Local anesthetics are ‘local’ ONLY because of how they are administered!     (Selectivity)

Local anesthetics are the agents used to bring about local effects by targeting specific restricted areas. The effects can be easily reversed.

Administered by topical application or injection into superficial region, where they cause loss of sensations. Mostly sensory and pain sensations are lost first, followed by others. at times motor activity is also affected.

  1. Effects are reversible
  2. Inhibit impulse conduction
  3. Sodium channels are targeted
  4. Action potential generation is required.

Local anesthetics are usually designed in a way that effects are reversible and do not cause damage to underlying cells or tissue.

History

The first clinically used local anesthetic cocaine. It is a natural alkaloid from Erythroxylon coca. It was discovered in 1860 and was used till 1884. Later on it was discovered that it had high addictive potential, so labelled drug of abuse and discontinued. Others have been discovered with less abuse potential like procaine, procainamide. Lidocaine is the latest drug or lignocaine as generally known (synthetic local anesthetic considered prototype).

Prototype Drug       Lignocaine (Synthetic)

Properties Desirable in a Local Anesthetic

1. Non-irritating if applied topically or on mucous membranes

2. Does not cause permanent damage to nerve structure

3. Systemic toxicity should be low

4. Highly effective if:

a.       Injected

b.      Applied locally

5. Onset of action as quick as possible

6. Duration of action long enough to allow time for counter plated surgery

Classification According To Chemistry

Esters

·         Cocaine

·         Procaine

·         Tetracaine

·         Benzocaine

Amides

·         Lignocaine/Lidocaine

·         Bupivacaine

·           Prilocaine

·         Cinchocaine

·         Ropivacaine

According to Duration of action
Short Duration of Action

Procaine

Medium Duration of Action

Cocaine

Lidocaine

Mepivacaine

Prilocaine

Long Duration of Action

Tetracaine

Bupivacaine

Etidocaine

Ropivacaine

Classification According to Clinical Uses

Surface Anesthesia
  • Tetracaine
  •  Lignocaine
  •  Cocaine
  • Benzocaine
Infiltration Anesthesia & Field Block Anesthesia
  •  Lignocaine
  •  Procaine
  •  Bupivacaine
  • Lignocaine
  •  Tetracaine
  •  Bupivacaine
Nerve Block Anesthesia

·         Procaine

·          Lignocaine

·          Bupivacaine

·          Tetracaine

·          Ropivacaine

Spinal Anesthesia
Epidural Anesthesia

Lignocaine

Bupivacaine

Anesthetic Used In Ophthalmology

Proparacaine

Chemistry

Most local anesthetics consist of 3 parts:

a)      Lipophilic Aromatic group

b)      Intermediate alkyl chain

c)      Hydrophilic Amino group

Intermediate alkyl chains are either esters or amides.
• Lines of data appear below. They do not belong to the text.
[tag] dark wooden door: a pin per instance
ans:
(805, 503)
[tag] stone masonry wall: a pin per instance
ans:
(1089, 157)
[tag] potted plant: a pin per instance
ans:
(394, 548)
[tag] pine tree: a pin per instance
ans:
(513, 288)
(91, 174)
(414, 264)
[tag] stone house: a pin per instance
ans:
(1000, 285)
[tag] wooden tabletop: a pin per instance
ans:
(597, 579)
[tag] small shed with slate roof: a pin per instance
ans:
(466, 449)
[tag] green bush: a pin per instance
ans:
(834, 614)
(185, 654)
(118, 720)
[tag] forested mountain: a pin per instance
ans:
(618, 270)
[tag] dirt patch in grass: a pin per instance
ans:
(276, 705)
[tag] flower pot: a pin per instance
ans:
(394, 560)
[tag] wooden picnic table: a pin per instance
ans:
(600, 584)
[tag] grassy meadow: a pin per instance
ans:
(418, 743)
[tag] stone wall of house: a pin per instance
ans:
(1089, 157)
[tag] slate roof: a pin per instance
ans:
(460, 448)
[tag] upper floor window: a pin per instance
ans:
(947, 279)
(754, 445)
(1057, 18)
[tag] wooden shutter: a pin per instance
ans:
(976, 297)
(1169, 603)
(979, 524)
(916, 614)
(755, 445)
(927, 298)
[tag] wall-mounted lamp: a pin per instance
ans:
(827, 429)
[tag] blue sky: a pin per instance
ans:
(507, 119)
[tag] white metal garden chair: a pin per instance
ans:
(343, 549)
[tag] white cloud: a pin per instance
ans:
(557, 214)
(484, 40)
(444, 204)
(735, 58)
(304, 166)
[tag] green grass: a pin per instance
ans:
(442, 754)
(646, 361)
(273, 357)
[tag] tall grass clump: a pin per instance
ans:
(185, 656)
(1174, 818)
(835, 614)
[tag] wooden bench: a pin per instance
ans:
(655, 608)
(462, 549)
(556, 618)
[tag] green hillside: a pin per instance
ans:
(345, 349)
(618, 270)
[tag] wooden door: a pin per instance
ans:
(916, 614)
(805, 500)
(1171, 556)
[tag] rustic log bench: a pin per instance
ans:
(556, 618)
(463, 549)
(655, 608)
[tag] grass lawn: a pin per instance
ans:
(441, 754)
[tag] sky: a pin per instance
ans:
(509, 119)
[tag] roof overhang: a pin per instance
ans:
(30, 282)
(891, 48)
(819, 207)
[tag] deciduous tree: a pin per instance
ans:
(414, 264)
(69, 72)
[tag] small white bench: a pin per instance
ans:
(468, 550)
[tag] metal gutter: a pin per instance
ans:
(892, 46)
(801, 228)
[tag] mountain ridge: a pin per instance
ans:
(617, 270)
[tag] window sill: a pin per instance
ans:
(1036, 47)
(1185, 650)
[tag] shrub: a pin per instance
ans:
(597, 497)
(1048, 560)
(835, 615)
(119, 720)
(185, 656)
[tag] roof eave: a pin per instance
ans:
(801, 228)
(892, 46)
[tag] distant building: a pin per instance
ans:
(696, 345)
Local anesthetics are Weak Bases

Two types of linkages give rise to 2 chemical classes of local anesthetics.

ESTER LINKAGE

PROCAINE

  1. procaine (Novocaine)
  2. tetracaine (Pontocaine)
  3. benzocaine
  4. cocaine

Local anesthetics which consist of ester type of side chains are:

  1. rapidly metabolized by plasma esterases
  2. have short duration of action
  3. are less distributed
  4. with rate of metabolism higher.
  5. Hypersensitivity type of reactions is commonly seen because they are converted into para amino benzoic acid, having potential to produce hypersensitivity.
AMIDE LINKAGE

LIDOCAINE

a)      lidocaine (Xylocaine)

b)      mepivacaine (Carbocaine)

c)      bupivacaine (Marcaine)

d)      etidocaine (Duranest)

e)      ropivacaine (Naropin)

Local anesthetics which consist of amide type of linkage are:

  1. Less rapidly metabolized
  2. Have longer duration of action
  3. More widely distributed
  4. Mainly metabolized by cytochrome P450 enzymes in liver.
  5. Mostly present bound to alpha glycoproteins, thus hypersensitivity type reactions are rare

Local anesthetics are mostly available for therapeutic application as salts, and are said to be weak bases, with pKa 8-9.
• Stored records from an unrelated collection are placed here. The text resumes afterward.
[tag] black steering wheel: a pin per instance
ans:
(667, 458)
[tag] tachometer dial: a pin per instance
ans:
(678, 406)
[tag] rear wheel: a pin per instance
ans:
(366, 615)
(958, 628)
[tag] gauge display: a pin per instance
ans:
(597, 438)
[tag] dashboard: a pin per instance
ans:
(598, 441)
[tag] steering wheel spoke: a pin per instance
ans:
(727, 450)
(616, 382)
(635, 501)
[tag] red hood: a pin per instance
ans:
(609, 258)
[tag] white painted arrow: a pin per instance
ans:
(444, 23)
Salt form increases the stability and solubility.

To bring about the effects, they are required to penetrate through membranes, thus lipid solubility is necessary.

Non-ionized form is important to penetrate through membranes to reach exoplasm. Once reaches the exoplasm, it changes to catoinic form, which binds local anesthetic receptors.

Action depends on :

  1. pKa value
  2. pH of medium (if physiological, effects are easily produced)

When pH of area i slow, local anesthetic (as is weak base) cannot penetrate through membrane, hence effects are not produced.

In inflammation, local anesthetics are not recommended, as low pH is produced and ionized form of local anesthetic is produced, which cannot transverse membrane.

Mechanism of Action

· Diffusion into the nerve fiber

· Blockade of sodium channels.

Physiology of action potential generation

In neurons, excitable membranes have more Na+ outside in resting stage while K+ inside. Potential is -60 to -90 mV. Movement of ions is possible, energy for which is supplied by Na K ATPase pump.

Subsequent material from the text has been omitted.